En el Evangelio de San Lucas nos trae la misma escena del relato proclamado en la Misa de ayer, pero con una propuesta distinta de Jesús. Estando “en casa de uno de los principales fariseos para comer y ellos lo estaban espiando”, pero ahora, “notando que los convidados escogían los primeros puestos”, a través de una parábola, pondrá en evidencia otra de las causas del rechazo a Cristo. “Cuando te conviden a una boda, no te sientes en el puesto principal, no sea que hayan convidado a otro de más categoría que tú; y venga el que os convidó a ti y al otro, y te diga: «Cédele el puesto a este”. Entonces, avergonzado, irás a ocupar el último puesto”.
Estos hombres desconocían cuál es lugar que les corresponde y son incapaces de reconocer quién era de Verdad Cristo. Algo de gran actualidad. “La mentalidad del mundo impulsa a sobresalir, a abrirse camino, incluso con astucia y sin escrúpulos, afirmándose a sí mismos y sus propios intereses. En el reino de Dios se premian la modestia y la humildad.

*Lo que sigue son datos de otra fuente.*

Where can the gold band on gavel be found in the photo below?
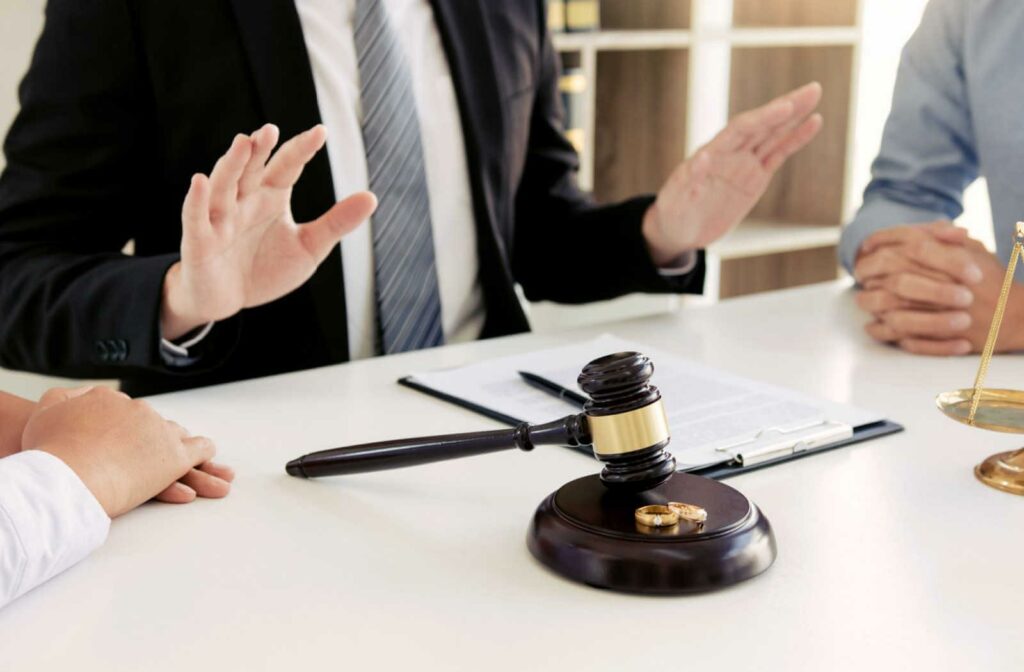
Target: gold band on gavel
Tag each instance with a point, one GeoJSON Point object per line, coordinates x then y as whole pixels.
{"type": "Point", "coordinates": [633, 430]}
{"type": "Point", "coordinates": [656, 515]}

Por el contrario, en los asuntos terrenos triunfan a menudo el arribismo y la prepotencia; las consecuencias están a la vista de todos: rivalidades, abusos y frustraciones” (San Juan Pablo II Audiencia, 2 de septiembre de 2001). Para reconocerle y acogerle la humildad es clave necesaria. La humildad permite entender las cosas a fondo, conocernos en profundidad. Él nos pondrá en el lugar que realmente nos corresponde y nosotros podremos reconocer el lugar que Cristo ocupa como Dios que es. Entonces podremos descubrir que Él es nuestro Salvador. “Cristo se anonadó tomando la forma de siervo. Por lo cual Dios lo exaltó (Flp 2, 7)” ¡Se humillo! No vino, no nos ganó, con prepotencia. ¡Nos ganó por la humildad! Por tanto, el camino para dejarnos “ganar” por Cristo es la humildad. El Señor con un humilde se luce, mientras que con el soberbio no sabe qué hacer. Difícilmente responderemos a Cristo con prontitud y docilidad si estoy pagado de mí mismo, a mis modos de ver y hacer como si fueran los únicos.

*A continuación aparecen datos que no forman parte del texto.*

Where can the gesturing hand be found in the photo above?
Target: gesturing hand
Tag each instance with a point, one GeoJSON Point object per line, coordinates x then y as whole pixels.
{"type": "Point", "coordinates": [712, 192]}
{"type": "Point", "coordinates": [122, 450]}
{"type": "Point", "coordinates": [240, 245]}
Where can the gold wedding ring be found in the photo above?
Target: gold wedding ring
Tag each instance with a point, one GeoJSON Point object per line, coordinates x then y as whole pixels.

Necesitamos permitirle que vaya transformando nuestro corazón. Y así, la humildad, permitirá que la caridad de Cristo, actuando de árbitro en nuestro corazón (cf. Col 3, 15), nos lleve a la comunión con Dios y con nuestros hermanos. Humillaos en presencia del Señor, y Él os ensalzará» (St 4,10; cf. 1 p 5,6). La humildad y el propio enaltecimiento son incompatibles. Nuestro empeño no tiene como fin ser humildes o ser sencillos. Lo que deseamos es ver a Dios, amar a Dios. La humildad y la sencillez son el camino más directo para conseguirlo. Dios se deja conquistar por el humilde. “En ése pondré mis ojos: en el humilde y el abatido que se estremece ante mis palabras” (Is 66,2). Dejarnos invadir por la fuerza de la verdad y del amor.
la mentalidad del mundo impulsa a sobresalir, a abrirse camino, incluso con astucia y sin escrúpulos, afirmándose a sí mismos y sus propios intereses. En el reino de Dios se premian la modestia y la humildad. Por el contrario, en los asuntos terrenos triunfan a menudo el arribismo y la prepotencia; las consecuencias están a la vista de todos: rivalidades, abusos y frustraciones.
Pidamos a María, de cuya humildad y pequeñez se prendó Dios, que nos hagamos humildes.